Can someone help me find this online. Please and thank you:)
It’s not up yet
Does anyone know when its typically posted?
On the other Kentucky thread going on right now someone said it is going to be posted Wednesday (tomorrow).
Thanks, it just seems like I’ve been able to see Badminton"s xc for quite a while and it is 10 days away. Landrover is almost upon us and not even a peek at the course. Odd,
I hope they show us the jog but I don’t see it on the Broadcast Schedule. Anyone know the scoop on that info?
There may be a live feed on the event’s Facebook page. They have done that in previous years. But I don’t see any info posted about it yet.
They are doing something different this year— it’s going to be shown on the Hagyard Pharmacy Instagram page, with Lainey Ashker and Chris Talley commentating.
Course is up
Why do some of the flags have a black stripe on them?
Thanks J. for the heads up re course viewing:)
These are obstacles with options (hence the term “black flag option”). They offer a simpler option that trades complexity for increased time and distance. Generally, you will see first time horses and riders choosing these options to generate confidence in the horse. The course walk isn’t the best in describing each option.
My opinion is that this now is a pure training question/gimmick. Hyper accuracy with little relation to the true nature of the horse. I suspect there will be few issues here, but it is a fence that makes XC more of a “jumper” question than an “venter” question. How accurate is the ride and how well prepped is the horse? The previous skinny triple bars will prepare the horse and rider for the ride here.

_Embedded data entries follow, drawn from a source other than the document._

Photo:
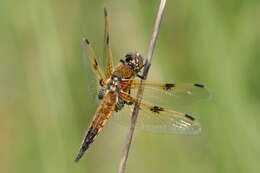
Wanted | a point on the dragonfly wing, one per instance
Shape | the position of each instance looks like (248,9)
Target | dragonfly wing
(156,118)
(181,96)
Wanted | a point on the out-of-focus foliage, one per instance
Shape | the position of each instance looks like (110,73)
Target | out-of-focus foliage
(45,103)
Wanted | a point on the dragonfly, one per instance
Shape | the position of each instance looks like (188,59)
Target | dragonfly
(117,85)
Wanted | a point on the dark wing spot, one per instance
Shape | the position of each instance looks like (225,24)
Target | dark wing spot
(86,40)
(156,109)
(168,86)
(189,117)
(199,85)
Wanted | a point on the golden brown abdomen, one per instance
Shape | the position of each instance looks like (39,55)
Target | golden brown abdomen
(102,114)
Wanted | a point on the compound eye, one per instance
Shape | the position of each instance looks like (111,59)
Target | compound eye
(128,57)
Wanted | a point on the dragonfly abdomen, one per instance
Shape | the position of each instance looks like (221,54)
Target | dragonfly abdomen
(103,112)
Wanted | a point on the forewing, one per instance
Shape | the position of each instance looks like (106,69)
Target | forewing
(181,96)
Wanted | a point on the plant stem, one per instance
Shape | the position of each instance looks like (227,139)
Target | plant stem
(140,92)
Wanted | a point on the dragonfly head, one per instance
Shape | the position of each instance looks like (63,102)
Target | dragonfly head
(135,61)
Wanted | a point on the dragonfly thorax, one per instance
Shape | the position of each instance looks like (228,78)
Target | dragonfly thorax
(134,61)
(110,85)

But isn’t a 5* a test of training as well as fitness, stamina, bravery etc?
The black flag alternative can also provide a simpler option should something go wrong when trying the straight route. Often, after a run out for example, the rider will go for a black flag because a quick witted rider can spend less time jumping the alternative rather than circling and setting up again for the original route. Professional riders have quick reactions.
This course is quite a contrast to the Badminton course, which seems less “show jumpery” if for no other reason than it doesn’t rely as much on skinnies.

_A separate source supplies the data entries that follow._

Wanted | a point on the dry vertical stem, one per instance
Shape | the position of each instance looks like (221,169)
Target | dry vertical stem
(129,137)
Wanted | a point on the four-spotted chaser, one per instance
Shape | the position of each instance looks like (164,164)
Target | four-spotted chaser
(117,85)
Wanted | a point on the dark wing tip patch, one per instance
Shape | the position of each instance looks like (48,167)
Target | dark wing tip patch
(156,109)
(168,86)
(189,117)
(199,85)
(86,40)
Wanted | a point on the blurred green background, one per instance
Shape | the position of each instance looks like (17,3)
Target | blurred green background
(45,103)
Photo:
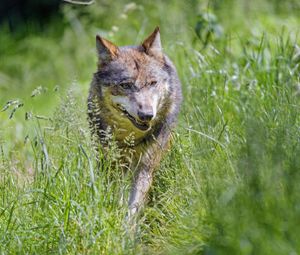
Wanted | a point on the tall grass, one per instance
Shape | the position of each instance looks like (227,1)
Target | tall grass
(229,184)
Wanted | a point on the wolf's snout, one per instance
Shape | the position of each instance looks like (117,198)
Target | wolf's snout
(145,116)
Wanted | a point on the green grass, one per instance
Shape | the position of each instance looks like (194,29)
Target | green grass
(230,183)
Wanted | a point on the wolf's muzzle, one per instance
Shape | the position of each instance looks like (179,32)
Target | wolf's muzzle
(145,116)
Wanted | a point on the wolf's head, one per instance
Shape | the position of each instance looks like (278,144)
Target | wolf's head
(133,82)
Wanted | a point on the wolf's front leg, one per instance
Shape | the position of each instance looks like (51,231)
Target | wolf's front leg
(140,188)
(149,160)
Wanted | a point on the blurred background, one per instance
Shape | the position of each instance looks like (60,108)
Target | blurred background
(48,44)
(230,185)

Let’s consider what you are saying. Hasn’t it been the assertion that as horses become more and more technically trained, the less independent they operate? Hypertechnicality, while enabling a safer course for horses begins to remove the necessity for independence because these questions are actually only answered via the rider inputs rather than the reliance on the horse to see and interpret the question.
Skinnies we intended to slow down riders and horses as it was believed speed was the issue in rotations. At the same time, they allowed the fences to be lower with increased technicality as the horse has to jump “blind” in the last 2 steps because the fence is no longer in their field of view. To counter that, “wing” decorations are used to give them a way to judge where the fence is.

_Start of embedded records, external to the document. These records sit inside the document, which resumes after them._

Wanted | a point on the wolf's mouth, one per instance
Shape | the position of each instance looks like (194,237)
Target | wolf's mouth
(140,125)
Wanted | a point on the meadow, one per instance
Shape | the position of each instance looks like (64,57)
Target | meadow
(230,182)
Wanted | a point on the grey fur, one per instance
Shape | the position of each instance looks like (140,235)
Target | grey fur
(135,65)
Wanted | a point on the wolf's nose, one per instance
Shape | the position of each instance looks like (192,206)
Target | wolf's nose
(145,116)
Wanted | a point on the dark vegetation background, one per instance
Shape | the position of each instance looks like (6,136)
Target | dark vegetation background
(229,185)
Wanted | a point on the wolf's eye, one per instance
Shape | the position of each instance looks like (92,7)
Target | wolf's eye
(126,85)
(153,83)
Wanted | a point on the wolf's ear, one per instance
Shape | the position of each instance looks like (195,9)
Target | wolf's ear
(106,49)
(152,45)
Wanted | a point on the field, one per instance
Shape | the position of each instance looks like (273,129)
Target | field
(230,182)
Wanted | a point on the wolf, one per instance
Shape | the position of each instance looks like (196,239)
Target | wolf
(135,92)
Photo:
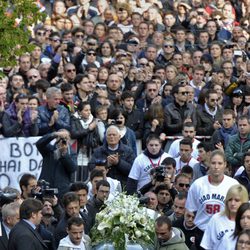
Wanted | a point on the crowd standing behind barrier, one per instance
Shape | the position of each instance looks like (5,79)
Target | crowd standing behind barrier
(153,72)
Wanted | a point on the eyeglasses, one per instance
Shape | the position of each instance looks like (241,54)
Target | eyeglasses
(56,40)
(100,162)
(143,64)
(103,191)
(242,242)
(70,70)
(41,33)
(183,93)
(214,100)
(91,44)
(30,77)
(168,46)
(79,36)
(184,185)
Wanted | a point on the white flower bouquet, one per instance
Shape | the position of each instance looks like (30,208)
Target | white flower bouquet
(122,221)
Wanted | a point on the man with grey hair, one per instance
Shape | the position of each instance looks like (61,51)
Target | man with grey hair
(10,216)
(119,157)
(52,116)
(59,160)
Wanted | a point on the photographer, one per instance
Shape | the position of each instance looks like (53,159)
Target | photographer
(58,160)
(10,216)
(52,116)
(27,183)
(84,129)
(119,157)
(150,159)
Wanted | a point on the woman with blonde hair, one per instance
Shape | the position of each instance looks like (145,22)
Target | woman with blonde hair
(221,226)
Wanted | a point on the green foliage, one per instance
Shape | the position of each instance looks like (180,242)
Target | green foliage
(123,221)
(17,17)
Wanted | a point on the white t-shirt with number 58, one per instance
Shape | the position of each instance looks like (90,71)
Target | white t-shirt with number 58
(207,199)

Interesting problem @RAyers. There are very few 5* horses in the world. Only 7 such competitions across the globe: 4 in Europe, 1 in Australia and, now, 2 in North America. The reasoning behind the Maryland 5* was to raise the game in the USA. A 5* horse has come up through the ranks and at each level they should be learning, and improving, straightness, balance, rhythm, adjustability. Skinniest are a constant these days. So are tables. Course Designers are battling against riders saying “too difficult!” and riders saying “give me more!” Given the cost of running an event and the need to get as many people as possible to compete, the urge to be softer is very strong. Then the professional riders are aiming to produce to sell on to earn their living so making a 5* horse is not totally sensible. The Olympics are no longer at such a standard. Possibly more of a worry for old f@rts such as me is that riders are demanding synthetic surfaced for dressage and stadium which means horses are not so used to turf and terrain. Then there is a bit of an American conviction that dressage will win in eventing, which is a notion that has largely disappeared from European eventing: most xc is testing horse and rider because that is the unique and joyous part of Eventing for every one. People like Chris Battle has been very influential in getting riders to give their horses more rein, more independence, to get the job done.
Agreed interesting problem. And that is where the business models differ between the US and Europe. We see here the emphasis on bringing horses up to sell for top dollar since most of the upper level riders have no real income support. You want a string to sell and high end owners who expect returns.
That is the h/j business model I always bring up. I see eventing in the same financial light as the h/j world here was in the 90s and early 2000s.